For Hamerton the highest tier of local government is Cambridgeshire County Council which has administration buildings in Cambridge. The county council provides county-wide services such as major road infrastructure, fire and rescue, education, social services, libraries and heritage services. Cambridgeshire County Council consists of 69 councillors representing 60 electoral divisions. Hamerton is part of the electoral division of Sawtry and Ellington and is represented on the county council by one councillor.
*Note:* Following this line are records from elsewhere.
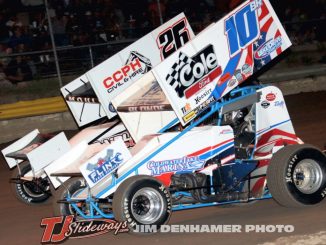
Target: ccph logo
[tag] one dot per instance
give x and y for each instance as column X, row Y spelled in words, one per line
column 136, row 64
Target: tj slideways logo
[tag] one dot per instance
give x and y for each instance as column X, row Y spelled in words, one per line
column 59, row 229
column 189, row 75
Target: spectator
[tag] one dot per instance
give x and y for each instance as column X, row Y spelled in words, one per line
column 18, row 37
column 4, row 82
column 59, row 30
column 18, row 69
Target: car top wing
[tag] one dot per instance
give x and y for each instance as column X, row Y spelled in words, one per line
column 220, row 58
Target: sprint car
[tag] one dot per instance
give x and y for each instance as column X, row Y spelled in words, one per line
column 201, row 136
column 221, row 142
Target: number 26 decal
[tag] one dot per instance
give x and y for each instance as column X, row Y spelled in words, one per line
column 241, row 29
column 173, row 38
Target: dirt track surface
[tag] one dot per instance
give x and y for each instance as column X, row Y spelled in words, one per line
column 20, row 224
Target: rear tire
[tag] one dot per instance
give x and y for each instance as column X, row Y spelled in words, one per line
column 142, row 200
column 297, row 176
column 30, row 192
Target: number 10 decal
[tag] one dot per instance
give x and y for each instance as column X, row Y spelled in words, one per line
column 241, row 29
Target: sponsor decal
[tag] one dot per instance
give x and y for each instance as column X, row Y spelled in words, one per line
column 270, row 97
column 136, row 64
column 111, row 108
column 175, row 165
column 81, row 99
column 224, row 78
column 246, row 69
column 198, row 109
column 238, row 75
column 268, row 47
column 59, row 229
column 186, row 108
column 265, row 104
column 255, row 4
column 232, row 82
column 124, row 135
column 104, row 166
column 279, row 103
column 147, row 108
column 189, row 75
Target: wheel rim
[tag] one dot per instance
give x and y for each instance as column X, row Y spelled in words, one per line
column 32, row 188
column 307, row 176
column 81, row 205
column 147, row 205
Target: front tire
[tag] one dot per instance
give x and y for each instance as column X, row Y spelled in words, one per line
column 296, row 176
column 69, row 188
column 32, row 192
column 142, row 200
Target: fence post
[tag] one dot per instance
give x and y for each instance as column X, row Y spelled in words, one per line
column 159, row 11
column 91, row 55
column 53, row 44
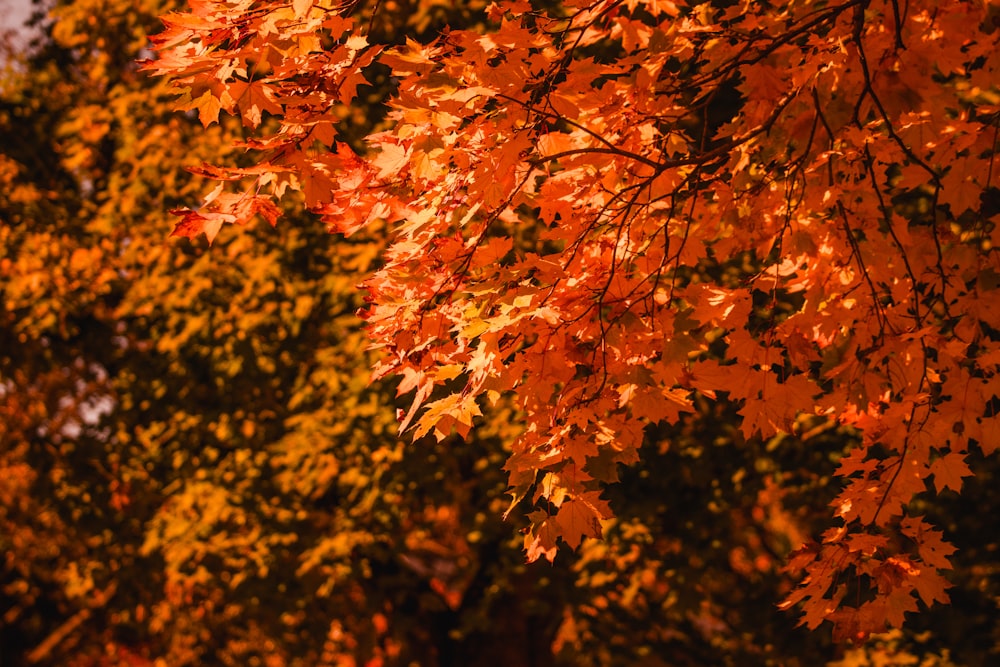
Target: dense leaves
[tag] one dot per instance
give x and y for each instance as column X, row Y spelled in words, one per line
column 607, row 209
column 588, row 237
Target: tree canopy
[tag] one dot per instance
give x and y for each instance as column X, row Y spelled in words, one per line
column 709, row 281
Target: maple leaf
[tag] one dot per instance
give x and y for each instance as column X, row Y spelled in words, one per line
column 575, row 520
column 948, row 471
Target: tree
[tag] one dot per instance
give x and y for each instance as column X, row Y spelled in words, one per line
column 609, row 209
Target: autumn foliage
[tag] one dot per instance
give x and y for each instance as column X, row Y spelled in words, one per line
column 605, row 209
column 712, row 282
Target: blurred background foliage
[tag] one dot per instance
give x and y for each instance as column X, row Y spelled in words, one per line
column 195, row 471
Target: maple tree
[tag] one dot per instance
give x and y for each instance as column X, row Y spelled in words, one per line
column 606, row 209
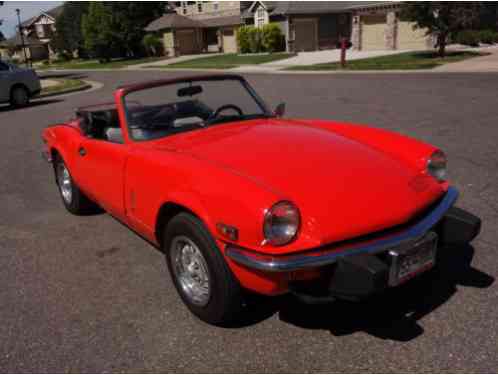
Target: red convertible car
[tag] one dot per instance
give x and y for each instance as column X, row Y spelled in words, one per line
column 241, row 199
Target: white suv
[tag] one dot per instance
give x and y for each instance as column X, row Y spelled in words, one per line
column 17, row 85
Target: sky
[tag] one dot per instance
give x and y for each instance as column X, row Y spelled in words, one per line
column 28, row 10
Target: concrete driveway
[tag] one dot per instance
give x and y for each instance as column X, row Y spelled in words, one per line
column 328, row 56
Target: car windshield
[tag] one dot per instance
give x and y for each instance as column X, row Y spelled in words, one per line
column 188, row 105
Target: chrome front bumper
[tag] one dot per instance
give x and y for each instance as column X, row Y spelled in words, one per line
column 329, row 255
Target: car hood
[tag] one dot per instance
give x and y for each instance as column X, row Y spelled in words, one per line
column 342, row 187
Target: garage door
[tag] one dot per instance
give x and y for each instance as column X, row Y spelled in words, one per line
column 373, row 32
column 229, row 41
column 305, row 32
column 409, row 38
column 187, row 43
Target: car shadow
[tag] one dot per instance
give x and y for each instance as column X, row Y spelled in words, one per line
column 34, row 103
column 392, row 315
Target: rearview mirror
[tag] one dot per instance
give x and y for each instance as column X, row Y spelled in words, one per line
column 279, row 110
column 189, row 91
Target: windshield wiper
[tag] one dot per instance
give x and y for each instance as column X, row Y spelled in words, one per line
column 221, row 120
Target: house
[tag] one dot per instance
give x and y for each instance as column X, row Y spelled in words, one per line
column 12, row 48
column 317, row 25
column 199, row 26
column 37, row 33
column 380, row 26
column 306, row 25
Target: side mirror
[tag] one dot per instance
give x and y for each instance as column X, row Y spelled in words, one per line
column 279, row 110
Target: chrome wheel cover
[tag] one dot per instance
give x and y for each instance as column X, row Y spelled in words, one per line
column 64, row 182
column 190, row 270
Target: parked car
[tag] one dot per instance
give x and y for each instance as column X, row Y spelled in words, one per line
column 239, row 198
column 17, row 85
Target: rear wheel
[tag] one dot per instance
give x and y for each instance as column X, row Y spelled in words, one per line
column 199, row 272
column 19, row 97
column 73, row 198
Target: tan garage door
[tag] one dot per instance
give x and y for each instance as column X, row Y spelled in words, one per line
column 373, row 32
column 229, row 41
column 187, row 43
column 409, row 38
column 305, row 31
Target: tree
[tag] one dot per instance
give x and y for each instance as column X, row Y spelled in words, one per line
column 442, row 19
column 118, row 27
column 130, row 19
column 98, row 31
column 69, row 37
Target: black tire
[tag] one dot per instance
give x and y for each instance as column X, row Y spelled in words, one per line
column 19, row 96
column 225, row 302
column 75, row 202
At Westminster Hamerton is in the parliamentary constituency of North West Cambridgeshire, and elects one Member of Parliament (MP) by the first past the post system of election. Hamerton is represented in the House of Commons by Shailesh Vara (Conservative). Shailesh Vara has represented the constituency since 2005. The previous member of parliament was Brian Mawhinney (Conservative) who represented the constituency between 1997 and 2005.

== Demography ==

=== Population ===

In the period 1801 to 1901 the population of Hamerton was recorded every ten years by the UK census. During this time the population was in the range of 129 (the lowest was in 1801) and 187 (the highest was in 1871).

From 1901, a census was taken every ten years with the exception of 1941 (due to the Second World War).

| Parish | 1911 | 1921 | 1931 | 1951 | 1961 | 1971 | 1981 | 1991 | 2001 | 2011 |
|---|---|---|---|---|---|---|---|---|---|---|
| Hamerton | 159 | 140 | 121 | 141 | 130 | 93 | 100 | 101 | 87 |  |
| Steeple Gidding | 81 | 62 | 59 | 57 | 56 | 43 | 39 | 27 | 33 |  |
| Hamerton and Steeple Gidding | 240 | 202 | 180 | 198 | 186 | 136 | 139 | 128 | 120 | 112 |

All population census figures from report Historic Census figures Cambridgeshire to 2011 by Cambridgeshire Insight.

In 2011, the parish covered an area of 3284 acre and the population density for Hamerton and Steeple Gidding in 2011 was 21.8 persons per square mile (8.4 per square kilometre).